In many cases the two operating systems are at parity. And you’ll have your own priority weights based on your OS needs. If gaming is everything to you, for example, then Windows is a no-brainer. If you’re a creative type, then you’re likely better off with a Mac.
Comparing Windows 10 to macOS Sierra
As a general rule, macOS is going to have more of a clean aesthetic and appeal to creative types a bit more than Windows, whereas Windows 10 is the king of general computing and “gaming”.
While Windows may seem to offer performance, value for money and configurability, there are potential downsides to consider. Until relatively recently, Microsoft did not make its own hardware, and compared to macOS, a Windows machine can be a very mixed selection of parts and drivers from different manufacturers.
Apple is renowned for some outstanding customer service (I have experienced it personally). If you have any problems with your Mac, you can call Apple to have your problem fixed promptly. Warranty support is superb for new Mac’s, and they cover all cost’s, and often with a new replacement.

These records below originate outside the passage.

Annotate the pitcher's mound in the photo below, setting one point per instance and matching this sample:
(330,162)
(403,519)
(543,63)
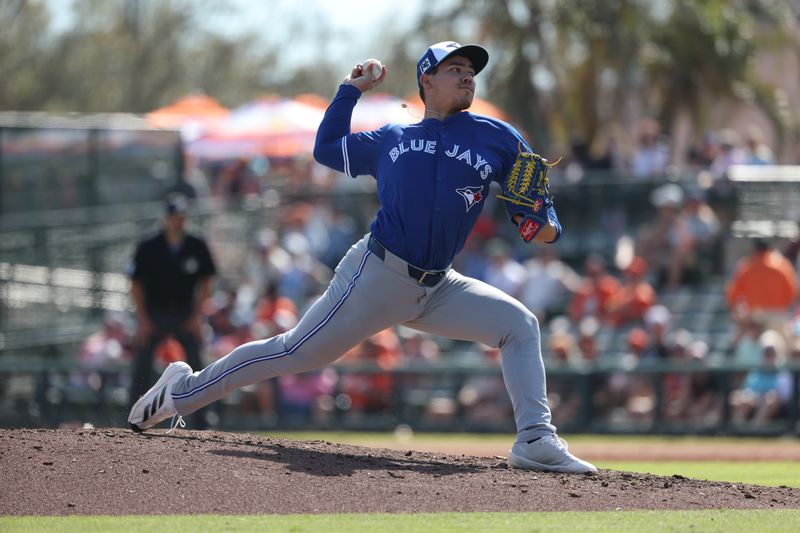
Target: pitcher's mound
(113,471)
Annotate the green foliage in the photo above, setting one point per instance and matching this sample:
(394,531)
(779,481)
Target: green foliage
(562,69)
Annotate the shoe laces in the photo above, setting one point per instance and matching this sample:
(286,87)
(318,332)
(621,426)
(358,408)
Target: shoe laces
(560,443)
(177,421)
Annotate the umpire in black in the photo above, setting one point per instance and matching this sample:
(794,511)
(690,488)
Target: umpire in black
(171,276)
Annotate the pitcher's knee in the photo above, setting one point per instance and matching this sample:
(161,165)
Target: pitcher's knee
(523,329)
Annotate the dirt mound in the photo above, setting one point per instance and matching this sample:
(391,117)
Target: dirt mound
(113,471)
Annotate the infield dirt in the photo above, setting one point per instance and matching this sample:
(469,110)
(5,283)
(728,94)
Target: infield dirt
(115,472)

Windows is notorious for having various hard-to-fix errors. What’s more, getting your Windows machine fixed often requires sending it back to the manufacturer for some number of weeks. If you buy a Windows based Computer, make sure it has a well known brand name like HP, Dell, Toshiba or Acer as this usually works in your favour for ongoing support, troubleshooting, parts and warranty. Windows machines need service more often than Mac’s, so do find a good IT service support person for your Windows device maintenance needs, and expect to get a service at least yearly!
A Mac has hardware quality, consistency and the reliability from being provided from one source – Apple. Generally, the macOS ‘looks’ better out of the box, and has a lot of helpful bundled applications, including Preview, QuickTime player and the excellent Finder preview, quicklook and column view. These can be replicated on Windows but only with the use of third-party apps or hacks. In terms of backup, The Apple Time Machine is an excellent one-stop solution.
Legacy Windows 7 users
With millions of legacy Windows 7 systems now ripe for replacement, many users, most certainly enterprise users, will be taking a closer look at Apple in 2020.
For gaming, Windows is the obvious choice, whether you want to connect up an Xbox One or run games on the Windows machine itself. Windows is also better as far as support for virtual reality and VR headsets goes, at least at this time.